What is the equation of the tangent plane to a surface at a specific point?

[Pengwuino]

Ok i need a lil help here.. i got this question I am not sure how to do

Find the equation of the tangent plane to the surface 7z+7=x(e^y)cos(z) at the point (7,0,0). Any know this?

 

[dextercioby]

The equation of the plane is x=0...(the plane yOz)...
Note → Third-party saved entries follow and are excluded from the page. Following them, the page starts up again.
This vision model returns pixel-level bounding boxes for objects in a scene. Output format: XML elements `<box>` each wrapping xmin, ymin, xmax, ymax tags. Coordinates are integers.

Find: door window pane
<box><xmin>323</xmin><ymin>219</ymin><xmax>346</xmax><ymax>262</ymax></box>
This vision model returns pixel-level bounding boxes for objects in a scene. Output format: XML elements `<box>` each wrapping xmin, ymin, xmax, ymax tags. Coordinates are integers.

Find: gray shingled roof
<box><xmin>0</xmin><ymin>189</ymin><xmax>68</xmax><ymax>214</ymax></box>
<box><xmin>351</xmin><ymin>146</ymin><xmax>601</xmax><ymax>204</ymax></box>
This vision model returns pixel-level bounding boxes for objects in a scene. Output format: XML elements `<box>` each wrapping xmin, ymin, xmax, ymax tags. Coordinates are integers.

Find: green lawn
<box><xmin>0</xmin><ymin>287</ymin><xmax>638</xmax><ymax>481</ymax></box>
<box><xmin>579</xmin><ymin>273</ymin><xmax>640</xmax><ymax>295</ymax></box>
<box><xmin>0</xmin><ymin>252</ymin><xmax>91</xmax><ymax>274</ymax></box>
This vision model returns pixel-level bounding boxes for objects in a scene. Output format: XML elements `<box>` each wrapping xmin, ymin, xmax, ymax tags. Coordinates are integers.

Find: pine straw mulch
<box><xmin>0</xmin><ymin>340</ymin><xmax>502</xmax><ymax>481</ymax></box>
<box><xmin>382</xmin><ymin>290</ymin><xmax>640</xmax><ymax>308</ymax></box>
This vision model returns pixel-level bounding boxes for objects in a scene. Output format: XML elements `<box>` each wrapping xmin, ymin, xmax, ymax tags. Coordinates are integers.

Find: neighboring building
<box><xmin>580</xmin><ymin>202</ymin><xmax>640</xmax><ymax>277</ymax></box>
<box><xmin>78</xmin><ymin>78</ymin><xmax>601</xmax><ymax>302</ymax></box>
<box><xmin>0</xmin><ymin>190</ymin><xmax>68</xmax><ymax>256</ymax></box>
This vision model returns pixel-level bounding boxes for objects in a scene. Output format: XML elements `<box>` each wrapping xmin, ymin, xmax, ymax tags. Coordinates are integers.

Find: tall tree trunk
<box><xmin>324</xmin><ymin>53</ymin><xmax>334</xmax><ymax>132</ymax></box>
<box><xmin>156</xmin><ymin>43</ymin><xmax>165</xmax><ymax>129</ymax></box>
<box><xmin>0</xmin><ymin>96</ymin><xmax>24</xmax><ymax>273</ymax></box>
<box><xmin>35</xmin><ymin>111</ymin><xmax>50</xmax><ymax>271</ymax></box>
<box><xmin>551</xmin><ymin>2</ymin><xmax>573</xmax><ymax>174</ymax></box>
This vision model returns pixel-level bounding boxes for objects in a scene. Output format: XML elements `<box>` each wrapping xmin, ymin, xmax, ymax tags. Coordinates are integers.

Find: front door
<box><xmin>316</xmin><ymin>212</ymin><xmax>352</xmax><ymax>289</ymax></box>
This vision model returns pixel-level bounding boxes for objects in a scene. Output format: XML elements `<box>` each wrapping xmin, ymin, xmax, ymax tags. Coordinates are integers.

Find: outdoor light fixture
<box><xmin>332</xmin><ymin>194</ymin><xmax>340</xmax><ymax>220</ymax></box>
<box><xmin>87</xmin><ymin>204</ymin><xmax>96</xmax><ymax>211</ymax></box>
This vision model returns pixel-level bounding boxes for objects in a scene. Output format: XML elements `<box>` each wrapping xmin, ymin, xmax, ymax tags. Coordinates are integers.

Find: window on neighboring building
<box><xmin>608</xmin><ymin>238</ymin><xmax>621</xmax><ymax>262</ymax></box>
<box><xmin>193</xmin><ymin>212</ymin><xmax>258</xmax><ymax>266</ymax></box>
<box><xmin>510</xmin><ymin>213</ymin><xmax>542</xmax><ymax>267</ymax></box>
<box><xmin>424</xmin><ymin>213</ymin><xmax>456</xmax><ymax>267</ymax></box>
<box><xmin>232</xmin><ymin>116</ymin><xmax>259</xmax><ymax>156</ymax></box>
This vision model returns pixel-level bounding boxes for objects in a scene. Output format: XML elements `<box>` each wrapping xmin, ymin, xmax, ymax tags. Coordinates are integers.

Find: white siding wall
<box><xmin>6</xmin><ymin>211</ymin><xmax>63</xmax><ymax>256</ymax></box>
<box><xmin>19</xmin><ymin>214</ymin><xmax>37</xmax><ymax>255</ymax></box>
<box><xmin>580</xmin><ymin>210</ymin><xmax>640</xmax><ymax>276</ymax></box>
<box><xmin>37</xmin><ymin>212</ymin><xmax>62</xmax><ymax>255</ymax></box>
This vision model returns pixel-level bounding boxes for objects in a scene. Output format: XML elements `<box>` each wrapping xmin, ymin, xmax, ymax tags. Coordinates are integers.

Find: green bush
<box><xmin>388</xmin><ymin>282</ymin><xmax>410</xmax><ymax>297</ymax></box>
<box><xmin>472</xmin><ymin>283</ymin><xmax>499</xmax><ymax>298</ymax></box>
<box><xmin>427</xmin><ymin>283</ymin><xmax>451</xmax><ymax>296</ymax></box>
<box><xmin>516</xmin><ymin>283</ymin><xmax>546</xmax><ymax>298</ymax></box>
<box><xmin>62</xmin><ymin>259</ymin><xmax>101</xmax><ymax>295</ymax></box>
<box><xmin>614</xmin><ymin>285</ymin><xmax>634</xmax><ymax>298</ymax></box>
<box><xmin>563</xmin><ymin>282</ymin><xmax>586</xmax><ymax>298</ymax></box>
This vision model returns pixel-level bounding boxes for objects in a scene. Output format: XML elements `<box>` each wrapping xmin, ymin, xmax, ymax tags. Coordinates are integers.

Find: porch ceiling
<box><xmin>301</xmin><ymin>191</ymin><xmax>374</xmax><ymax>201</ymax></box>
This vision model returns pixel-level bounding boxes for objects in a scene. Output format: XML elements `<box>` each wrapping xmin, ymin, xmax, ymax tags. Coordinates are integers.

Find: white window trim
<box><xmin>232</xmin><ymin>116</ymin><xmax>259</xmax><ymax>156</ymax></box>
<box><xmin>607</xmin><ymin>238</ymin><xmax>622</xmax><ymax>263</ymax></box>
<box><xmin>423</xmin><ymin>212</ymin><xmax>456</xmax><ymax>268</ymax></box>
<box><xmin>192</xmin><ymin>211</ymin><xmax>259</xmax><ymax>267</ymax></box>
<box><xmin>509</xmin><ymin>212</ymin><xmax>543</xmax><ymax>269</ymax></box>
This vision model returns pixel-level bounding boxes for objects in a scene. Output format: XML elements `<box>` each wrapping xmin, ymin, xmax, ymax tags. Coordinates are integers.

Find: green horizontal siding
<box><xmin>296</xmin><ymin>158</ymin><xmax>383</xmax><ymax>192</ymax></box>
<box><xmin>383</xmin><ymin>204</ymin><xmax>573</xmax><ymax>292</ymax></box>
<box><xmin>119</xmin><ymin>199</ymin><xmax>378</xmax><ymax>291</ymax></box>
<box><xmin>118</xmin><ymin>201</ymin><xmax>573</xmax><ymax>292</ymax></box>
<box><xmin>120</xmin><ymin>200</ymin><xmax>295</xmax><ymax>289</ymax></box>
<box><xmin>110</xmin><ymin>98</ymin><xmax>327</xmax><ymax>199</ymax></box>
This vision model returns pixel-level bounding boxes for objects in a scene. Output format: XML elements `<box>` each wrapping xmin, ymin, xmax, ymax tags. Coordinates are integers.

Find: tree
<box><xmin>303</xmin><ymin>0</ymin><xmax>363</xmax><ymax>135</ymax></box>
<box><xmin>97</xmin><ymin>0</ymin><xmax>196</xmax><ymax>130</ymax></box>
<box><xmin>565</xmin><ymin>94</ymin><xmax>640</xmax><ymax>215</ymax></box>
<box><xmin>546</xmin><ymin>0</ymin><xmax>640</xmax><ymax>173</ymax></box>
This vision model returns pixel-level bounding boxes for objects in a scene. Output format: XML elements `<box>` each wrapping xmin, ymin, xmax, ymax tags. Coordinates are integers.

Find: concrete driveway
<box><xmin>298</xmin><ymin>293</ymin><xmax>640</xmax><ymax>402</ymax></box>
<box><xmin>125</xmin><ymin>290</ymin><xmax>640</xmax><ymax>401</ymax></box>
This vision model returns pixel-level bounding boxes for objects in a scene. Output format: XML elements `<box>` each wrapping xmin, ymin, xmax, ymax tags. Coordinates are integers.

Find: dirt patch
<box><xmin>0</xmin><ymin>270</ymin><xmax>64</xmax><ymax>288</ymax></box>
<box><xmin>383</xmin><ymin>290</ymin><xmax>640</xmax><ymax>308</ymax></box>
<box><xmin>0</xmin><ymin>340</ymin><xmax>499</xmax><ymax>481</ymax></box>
Compute the normal vector to the surface in the point (0,0,7).Show it is \vec{i}.

Daniel.

 

[thepatientmental]

The equation of the tangent plane to a surface at a specific point is given by the formula:

z = f(a,b) + fx(a,b)(x-a) + fy(a,b)(y-b)

where f(a,b) is the value of the surface at the point (a,b) and fx(a,b) and fy(a,b) are the partial derivatives of the surface with respect to x and y at the point (a,b), respectively.

In this case, we are given the surface 7z+7=x(e^y)cos(z) and the point (7,0,0). We can find the partial derivatives by taking the derivative of the surface with respect to x and y:

fx = e^y*cos(z)
fy = -x*e^y*sin(z)

At the given point (7,0,0), we have:

f(7,0) = 7(0) + 7 = 7
fx(7,0) = e^0*cos(0) = 1
fy(7,0) = -7*e^0*sin(0) = 0

Substituting these values into the formula for the tangent plane, we get:

z = 7 + (1)(x-7) + (0)(y-0)
or simply,
z = 7 + x - 7
z = x

Therefore, the equation of the tangent plane to the surface 7z+7=x(e^y)cos(z) at the point (7,0,0) is z = x.